Nel 1987, però, i giallorossi lo considerano ormai finito dopo 8 anni e il presidente Viola lo cede. In lui crede Arrigo Sacchi, che convince Berlusconi ad acquistarlo per il nuovo Milan. E Ancelotti, superati i problemi fisici, torna grande, diventando un tassello imprescindibile del Grande Milan che vince Scudetto, Supercoppa Italiana, due Coppe dei Campioni, due Supercoppe europee e 2 Coppe Intercontinentali.
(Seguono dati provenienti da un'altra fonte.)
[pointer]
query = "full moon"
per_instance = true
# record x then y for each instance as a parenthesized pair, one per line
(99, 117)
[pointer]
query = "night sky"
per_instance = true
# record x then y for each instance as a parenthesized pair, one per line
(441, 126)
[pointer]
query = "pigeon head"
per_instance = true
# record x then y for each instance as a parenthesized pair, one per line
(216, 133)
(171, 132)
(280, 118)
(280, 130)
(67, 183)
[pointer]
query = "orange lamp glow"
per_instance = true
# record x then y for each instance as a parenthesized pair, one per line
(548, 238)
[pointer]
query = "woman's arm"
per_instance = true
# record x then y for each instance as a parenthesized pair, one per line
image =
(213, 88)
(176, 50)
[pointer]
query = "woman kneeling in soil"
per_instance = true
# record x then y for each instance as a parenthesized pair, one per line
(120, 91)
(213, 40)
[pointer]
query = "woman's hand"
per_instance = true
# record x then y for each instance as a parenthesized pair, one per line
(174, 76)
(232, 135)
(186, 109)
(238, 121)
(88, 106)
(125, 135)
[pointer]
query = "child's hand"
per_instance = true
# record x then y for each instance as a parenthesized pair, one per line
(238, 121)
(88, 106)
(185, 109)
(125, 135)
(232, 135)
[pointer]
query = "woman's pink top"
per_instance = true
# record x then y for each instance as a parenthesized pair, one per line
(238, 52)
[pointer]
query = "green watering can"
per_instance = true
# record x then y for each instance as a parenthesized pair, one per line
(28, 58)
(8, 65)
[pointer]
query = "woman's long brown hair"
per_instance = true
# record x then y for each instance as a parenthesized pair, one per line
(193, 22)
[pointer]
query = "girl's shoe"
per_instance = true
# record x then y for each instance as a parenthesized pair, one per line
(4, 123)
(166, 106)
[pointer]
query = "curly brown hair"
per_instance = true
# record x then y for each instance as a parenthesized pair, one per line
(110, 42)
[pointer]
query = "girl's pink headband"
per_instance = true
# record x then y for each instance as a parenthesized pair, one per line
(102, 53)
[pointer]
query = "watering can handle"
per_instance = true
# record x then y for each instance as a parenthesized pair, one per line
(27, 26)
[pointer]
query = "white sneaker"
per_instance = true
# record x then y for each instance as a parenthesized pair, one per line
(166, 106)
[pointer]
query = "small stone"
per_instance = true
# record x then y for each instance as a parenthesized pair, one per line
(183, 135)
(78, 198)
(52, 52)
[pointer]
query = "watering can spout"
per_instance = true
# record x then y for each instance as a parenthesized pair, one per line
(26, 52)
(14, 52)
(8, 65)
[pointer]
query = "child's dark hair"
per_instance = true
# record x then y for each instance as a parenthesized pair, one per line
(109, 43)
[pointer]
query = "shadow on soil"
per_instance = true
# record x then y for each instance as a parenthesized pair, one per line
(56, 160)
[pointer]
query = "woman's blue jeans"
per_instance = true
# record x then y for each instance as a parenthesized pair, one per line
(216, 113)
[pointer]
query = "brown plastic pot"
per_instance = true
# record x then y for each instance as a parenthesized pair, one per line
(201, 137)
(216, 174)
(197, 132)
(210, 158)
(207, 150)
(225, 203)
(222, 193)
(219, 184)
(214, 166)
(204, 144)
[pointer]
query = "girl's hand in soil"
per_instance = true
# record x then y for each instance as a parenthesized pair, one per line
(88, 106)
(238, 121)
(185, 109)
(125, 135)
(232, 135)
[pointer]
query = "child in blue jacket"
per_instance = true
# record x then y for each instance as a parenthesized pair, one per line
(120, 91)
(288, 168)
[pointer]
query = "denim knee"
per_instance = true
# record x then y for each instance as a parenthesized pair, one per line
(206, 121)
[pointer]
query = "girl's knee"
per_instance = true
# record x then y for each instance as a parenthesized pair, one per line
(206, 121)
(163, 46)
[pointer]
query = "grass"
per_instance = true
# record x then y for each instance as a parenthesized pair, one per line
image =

In Nazionale perde i Mondiali del 1982 che lo avrebbero visto protagonista, ma partecipa ad Euro '88 e ai Mondiali di Italia '90.
GLI ESORDI
Carlo Ancelotti nasce a Reggiolo il 10 giugno 1959. La sua è un'umile famiglia emiliana: papà Giuseppe lavora come contadino nei campi, mamma Cecilia fa la casalinga.
"Vivevamo con i nonni e mia sorella, tutti nella stessa casa", racconterà a Walter Veltroni su 'Il Corriere dello Sport'.
"Insieme a noi c'erano quattro-cinque famiglie - aggiungerà al 'Daily Mail' - Case diverse, ma la stessa terra. Quando ci incontravamo era come se fosse una grande festa. Non potevo capire quanto mio padre lavorasse duro, lavorava sempre, ogni giorno, non c'era tempo libero".
Carletto studia e aiuta il padre nei campi, ma quando ha un po' di tempo libero non perde occasione di giocare con il pallone, la sua grande passione, e calciarlo contro un muretto.
"Anch'io in estate davo una mano a curare la terra. Mio padre aveva le mucche e produceva latte. Ricordo un'infanzia serena anche se non c'era una lira e si contavano i soldi per comprare un ghiacciolo o andare al cinema di Reggiolo".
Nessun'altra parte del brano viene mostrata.